El Sacramento de la Eucaristía.
Somos conscientes de que Jesús, en la Misa, ofrece a la Santísima Trinidad un acto de adoración que es digno de Dios porque lo ofrece el mismo Hijo de Dios. En la Misa, Jesús nos congrega junto a Él. Participamos con todo nuestro ser, en su ofrecimiento; no somos simples espectadores. Jesús acepta del corazón de cada uno de nosotros la ofrenda de nuestro amor a Dios, y le da un valor eterno al unirla a su propio Amor infinito. Juntos, Jesús y nosotros, nos acercamos a Dios en unidad. Constituimos pues una sola Víctima, una sola Hostia, depositada al pie del trono divino. Podremos ser tres o tres mil, pero mire Dios-Padre donde mire, es a su Hijo a quien ve. Y, mientras el amor de Dios fluye hacia Jesús, ese amor del Padre a su Hijo se derrama en cada uno de nosotros.
Resulta, pues, evidente, que la disposición y actitud de nuestra mente y de nuestro corazón es más importante que todas las palabras que podamos pronunciar. El sacerdote tiene que hablar en el altar porque debe obrar el signo externo que hará la acción del Calvario presente, aquí y ahora. Nosotros, de pie o de rodillas, hablamos para expresar nuestra identificación con lo que está sucediendo. Sin embargo, cumpliríamos nuestra parte en la Misa aunque fuéramos sordomudos. La cumplimos cuando realmente nos hacemos uno con Jesús; uno con Él en su acto de amor; uno con Él en su realidad de Víctima.
Pero, ¿qué significa hacernos víctimas? Significa unirnos a Él en su ofrecimiento al Padre. Significa aceptar siempre nuestra propia inmolación, cuando y como Dios lo disponga. Significa continuar en el tiempo nuestra identificación con Jesús que hemos hecho en la Misa: hacer que ‘nuestro día sea una Misa’. La Misa será prolongada en nuestra tarea cotidiana unida al sacrificio redentor. El altar para uno será la mesa en la que escriba, y el altar para otro su tierra de labranza, y para otro la cama en que muere. El trabajo, la familia, el deporte y hasta las diversiones se unirán al sacrificio de Cristo, y serán por ello acciones gratísimas a la presencia de Dios Padre. Y la Misa, así prolongada, traerá una inmensa cantidad de fruto.

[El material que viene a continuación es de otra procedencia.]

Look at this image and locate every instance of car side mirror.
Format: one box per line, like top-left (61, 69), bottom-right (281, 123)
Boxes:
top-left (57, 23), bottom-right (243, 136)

Diremos para terminar una última palabra sobre la Misa. En realidad es una palabra sobre Aquella que puede, mejor que nadie, enseñarnos a estar ahí. Ahora y siempre será Santa María el modelo para aprender a vivir la Misa, igual que lo es para permanecer junto al Sagrario, en la Comunión, y en todos los Misterios de la vida del Hombre-Dios. Igual que nosotros, Ella lo acompañaba presente en el Pan, comulgaba y, también como nosotros, participaba en la Misa, desde la primera del Calvario. Nadie como Ella vivió mejor la unión interior que todos hemos de buscar con Jesús oculto en el Sacramento y en el Sacrificio. Ningún corazón como el suyo ha palpitado con el de Él en tan perfecta armonía, ninguno se ha abrasado como el Suyo en el Amor. Pero decimos mal, y habremos de creerlo: no participaba en la Misa, ni estuvo acompañando al Sacramento: está, participa, con nosotros reza y se une. En cada Misa, aun en el más oscuro rincón del Planeta, Ella sigue, temblando de amor, cada paso de su Hijo, máximamente aquellos en que muere en agonía. Está con nosotros, a nuestro lado en la banca del templo, atenta, dulce, serena, con el hondo dolor que le produce la actualización del Holocausto que Ella presenció visiblemente, y con el inefable gozo de continuar, a una con su Hijo, corredimiendo siempre.